Design & Development

Everton stadium to be completed in ‘final months’ of 2024

Featured image credit: Everton

Everton has insisted that its stadium project at Bramley-Moore Dock remains “firmly on track and on schedule”, with the Premier League club confident that the venue will be completed in the final months of 2024.

Colin Chong, Everton’s interim chief executive and chief stadium development officer, provided an update on the project yesterday (Wednesday) and played down talk of a delay as “ill-informed media reports”.

Reports suggested this week that the stadium would not be ready for the start of the 2024-25 season, but Chong has said that a precise moving-in-date has never been publicly set by the club.

Chong noted that the club has “repeatedly stated” that the schedule of the development will see construction partner Laing O’Rourke hand over the keys to the stadium “during” the 2024-25 season, rather than ahead of the start of the campaign.

No specific opening date has been set for the 52,888-capacity stadium, but Chong said the club is planning on staging test events in the final months of 2024. Chong has also not ruled out the possibility of Everton playing the entirety of the 2024-25 campaign at Goodison Park ahead of the move to Bramley-Moore Dock.

Chong, who was recently named interim chief executive of Everton following the departure of Denise Barrett-Baxendale, said: “If the project remains on schedule, it raises the question as to whether the club moves in mid-season or alternatively, do we wait and give the Grand Old Lady (Goodison Park) a fitting send-off before commencing competitive league games for the senior men’s team at the start of the 2025-26 season.

“Whatever decision is reached, it won’t be based on sentiment; it will be reached in consultation with fans, while also considering the impacts it will have across our football club in terms of our football operation, our commercial partners and third-party contracts, our staff, seasonal workflows and the impact, of course, on supporters. 

“Moving mid-season may offer some commercial benefits, but also presents a series of challenges and hurdles that could negatively impact other aspects of the club – and other commercial considerations. What I can say categorically is that, today, the project is several weeks ahead of schedule, with another winter to come.”

In the coming months, Everton will be consulting supporters further on the digital journey of the stadium and the migration process from Goodison Park.
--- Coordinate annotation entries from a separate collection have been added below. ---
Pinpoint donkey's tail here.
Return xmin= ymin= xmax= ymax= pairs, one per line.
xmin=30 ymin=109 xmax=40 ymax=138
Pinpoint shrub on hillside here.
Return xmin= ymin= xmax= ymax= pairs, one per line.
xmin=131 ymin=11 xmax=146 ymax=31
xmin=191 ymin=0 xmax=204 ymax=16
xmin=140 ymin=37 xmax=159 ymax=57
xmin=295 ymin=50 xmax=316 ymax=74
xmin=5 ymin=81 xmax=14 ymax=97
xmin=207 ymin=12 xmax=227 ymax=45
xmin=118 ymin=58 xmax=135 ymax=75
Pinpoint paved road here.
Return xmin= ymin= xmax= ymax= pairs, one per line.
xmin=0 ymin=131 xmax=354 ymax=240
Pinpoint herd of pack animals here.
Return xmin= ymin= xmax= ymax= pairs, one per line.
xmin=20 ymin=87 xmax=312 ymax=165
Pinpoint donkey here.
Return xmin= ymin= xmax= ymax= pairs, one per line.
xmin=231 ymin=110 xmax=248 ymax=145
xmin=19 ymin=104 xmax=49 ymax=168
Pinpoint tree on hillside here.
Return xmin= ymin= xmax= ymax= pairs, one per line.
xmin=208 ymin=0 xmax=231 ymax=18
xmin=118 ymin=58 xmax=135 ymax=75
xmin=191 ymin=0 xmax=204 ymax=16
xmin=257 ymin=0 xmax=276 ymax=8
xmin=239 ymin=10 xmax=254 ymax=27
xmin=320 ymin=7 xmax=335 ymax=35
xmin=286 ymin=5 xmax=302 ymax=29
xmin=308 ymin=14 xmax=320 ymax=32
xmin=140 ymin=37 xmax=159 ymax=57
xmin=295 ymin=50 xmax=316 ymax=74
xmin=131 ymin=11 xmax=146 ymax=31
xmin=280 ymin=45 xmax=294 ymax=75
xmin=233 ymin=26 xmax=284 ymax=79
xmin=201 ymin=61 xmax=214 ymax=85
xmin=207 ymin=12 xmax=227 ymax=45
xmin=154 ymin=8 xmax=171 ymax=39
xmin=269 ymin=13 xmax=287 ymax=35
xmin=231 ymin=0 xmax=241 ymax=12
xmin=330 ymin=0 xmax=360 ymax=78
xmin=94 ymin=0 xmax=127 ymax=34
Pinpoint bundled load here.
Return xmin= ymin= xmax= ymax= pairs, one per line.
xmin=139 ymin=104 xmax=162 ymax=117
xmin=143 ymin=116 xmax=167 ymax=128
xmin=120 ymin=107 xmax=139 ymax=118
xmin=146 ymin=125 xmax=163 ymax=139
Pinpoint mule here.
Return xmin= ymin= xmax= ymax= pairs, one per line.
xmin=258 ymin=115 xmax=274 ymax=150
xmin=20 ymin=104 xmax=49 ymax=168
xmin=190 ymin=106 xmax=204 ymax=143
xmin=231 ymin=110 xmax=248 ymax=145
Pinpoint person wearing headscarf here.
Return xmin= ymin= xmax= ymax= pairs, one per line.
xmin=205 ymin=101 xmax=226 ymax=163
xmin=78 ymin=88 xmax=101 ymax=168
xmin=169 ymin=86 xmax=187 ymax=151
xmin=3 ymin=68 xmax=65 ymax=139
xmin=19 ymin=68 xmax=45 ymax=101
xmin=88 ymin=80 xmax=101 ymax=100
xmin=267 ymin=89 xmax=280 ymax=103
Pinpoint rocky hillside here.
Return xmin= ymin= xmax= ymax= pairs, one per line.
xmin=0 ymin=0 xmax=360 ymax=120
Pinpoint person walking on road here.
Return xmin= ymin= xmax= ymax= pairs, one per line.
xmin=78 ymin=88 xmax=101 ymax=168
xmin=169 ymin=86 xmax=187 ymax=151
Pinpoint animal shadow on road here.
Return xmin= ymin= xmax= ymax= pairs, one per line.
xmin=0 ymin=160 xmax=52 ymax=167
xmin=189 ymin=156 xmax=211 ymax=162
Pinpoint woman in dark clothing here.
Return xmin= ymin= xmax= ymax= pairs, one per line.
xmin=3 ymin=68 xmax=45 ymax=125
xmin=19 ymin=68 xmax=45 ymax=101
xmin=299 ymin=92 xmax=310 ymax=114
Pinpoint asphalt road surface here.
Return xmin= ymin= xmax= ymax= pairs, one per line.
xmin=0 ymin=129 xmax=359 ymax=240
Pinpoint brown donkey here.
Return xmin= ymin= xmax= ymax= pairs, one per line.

Everton officially commenced work on the stadium on July 26, 2021, with a groundbreaking ceremony taking place on August 10. All four stands have since been erected to full height, and in April Everton and Laing O’Rourke held a ‘topping out’ ceremony to mark the completion of the structure.

The stadium has been included on a list of 10 venues proposed in the UK and Ireland’s final bid to host UEFA Euro 2028.